The four friends differ quite a bit in age. They are (from oldest to youngest): Leonardo Fibonacci, Blaise Pascal, Galileo Galilei, and Ada Augusta. They are all reviewing a recent manuscript written by Galileo.
Galileo: Thank you for your comments. My brain swells with delight. I've interspersed my annotations among yours. (He passes out some papers). What time is it? Can I get an espresso?
Ada:: It's early yet. Senta! Four espressos!
Pascal: But Galileo, I still don't understand. Why should I learn yet another computer programming language?
Galileo: You know, the previous languages have not been as productive as we have hoped. (The waiter comes by and serves the espressos. He accidentally spills one on Fibonacci.)
Fibonacci: I will have to find some statistics on this! (All stare and frown at the waiter who rushes off.)
Galileo: I mean to say that Java is a natural evolution of an object-oriented language. I think its a molto-usable version. You should learn it because you will be more productive. (He slowly takes a sip.)
Pascal: Bien sure -- I've heard that before. What new language? I bet you would even say that if you know C++, then learning Java will be quite easy.
Galileo: If you already know C then you need only learn the simple concepts of object oriented design. Writing in Java is fun, and it is easy. There are so many things that can bite you programming in C, especially around pointers, that just aren't an issue in Java. No more memory leaks or memory smashes, no more indexing off the end of an array that you declare with eight elements and use nine. So many things that you don't have to worry about. It lets you concentrate on what you are writing, not so much on how you write it.
Ada:: That pleases me. So Java eliminates a common source of programming bugs?
Galileo: Exactly. But our friend Fibonacci would probably want to enumerate all the other bugs that Java helps avoid. Could you do that?
Fibonacci: Give me a few weeks and a Javatized browser and I'll show you some real good examples. You know, I can clearly show you the C and C++ nature of Java. I think it should be real easy for C and C++ programmers to make the leap into the Java paradise.

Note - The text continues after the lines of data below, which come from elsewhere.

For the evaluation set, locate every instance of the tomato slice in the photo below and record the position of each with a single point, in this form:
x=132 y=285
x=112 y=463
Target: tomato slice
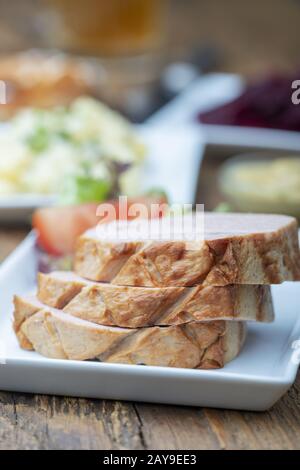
x=58 y=227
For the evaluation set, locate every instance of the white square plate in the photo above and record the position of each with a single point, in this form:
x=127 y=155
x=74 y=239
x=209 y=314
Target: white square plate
x=254 y=381
x=172 y=163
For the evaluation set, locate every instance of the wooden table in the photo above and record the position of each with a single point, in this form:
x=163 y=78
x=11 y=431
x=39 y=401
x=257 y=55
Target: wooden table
x=45 y=422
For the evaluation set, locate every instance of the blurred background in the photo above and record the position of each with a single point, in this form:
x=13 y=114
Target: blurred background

Pascal: That's fine for you. I personally never understood C++, and you all know what I think of C. I like structure. Modularity. Do I have to know C? I actually like HTML. Isn't that a language?

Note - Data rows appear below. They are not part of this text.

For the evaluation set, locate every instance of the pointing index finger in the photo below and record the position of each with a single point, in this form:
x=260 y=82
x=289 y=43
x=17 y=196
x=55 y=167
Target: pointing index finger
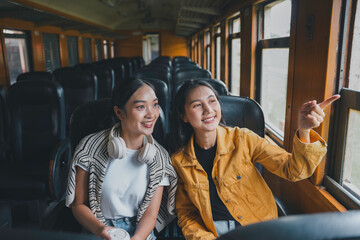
x=328 y=101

Ada:: Oh, don't be so lazy. I even learned C and C++.
Galileo: Actually, last week I met someone who said Java reminded them of Lisp. You remember, there was a cool Lisp dialect in the old days called Flavors. It had methods and objects and mixins. I think it was named after an ice cream. And you know, yesterday I met someone who said that Java reminded them of Ada? (Ada turns red.)
Ada:: But he should learn C.
Pascal: Don't tell me what I should learn! What do you know!

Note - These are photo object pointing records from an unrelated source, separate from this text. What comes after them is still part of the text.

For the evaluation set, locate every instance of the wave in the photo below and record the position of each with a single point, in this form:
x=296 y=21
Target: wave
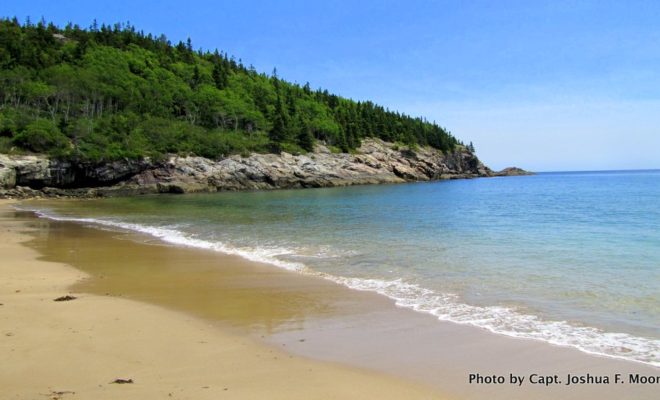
x=446 y=307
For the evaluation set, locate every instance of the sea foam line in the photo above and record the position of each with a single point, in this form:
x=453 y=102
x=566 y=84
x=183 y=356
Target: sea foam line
x=446 y=307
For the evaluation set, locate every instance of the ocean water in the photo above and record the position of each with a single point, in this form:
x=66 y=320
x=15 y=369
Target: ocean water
x=568 y=258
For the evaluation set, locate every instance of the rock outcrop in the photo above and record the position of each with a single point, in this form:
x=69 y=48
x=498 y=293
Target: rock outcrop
x=513 y=171
x=374 y=162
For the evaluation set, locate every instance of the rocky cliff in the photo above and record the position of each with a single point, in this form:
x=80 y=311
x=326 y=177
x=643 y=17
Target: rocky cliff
x=374 y=162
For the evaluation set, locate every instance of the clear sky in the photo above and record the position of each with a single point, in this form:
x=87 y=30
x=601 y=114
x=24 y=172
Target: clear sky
x=557 y=85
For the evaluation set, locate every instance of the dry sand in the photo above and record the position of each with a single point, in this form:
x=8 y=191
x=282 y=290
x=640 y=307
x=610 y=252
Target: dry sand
x=74 y=349
x=221 y=304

Ada:: I have a famous programming language named after me.
Pascal: So do I. Big deal.
Fibonacci: Well, I guess we should show the advantages of Java for people like Pascal. What do you say, Galileo? Do we need C++?
Galileo: We need more espresso. I like these interactive sessions. It reminds me of the good old days in Pisa.
Fibonacci: Ah, Pisa. Those were the good old days. What a tower!
Galileo: But Leonardo, you were in Pisa 400 years before me!
Fibonacci: Oh. Yeah. Uh.
Ada:: I was in Pisa once. It must have been 200 years after you, Galileo.
Galileo: How time flies.
Pascal: I was never in Pisa. Who needs it. Do they make you learn C in Pisa? Is that why you all love Pisa? And why is interactivity a good thing? what could you do with it?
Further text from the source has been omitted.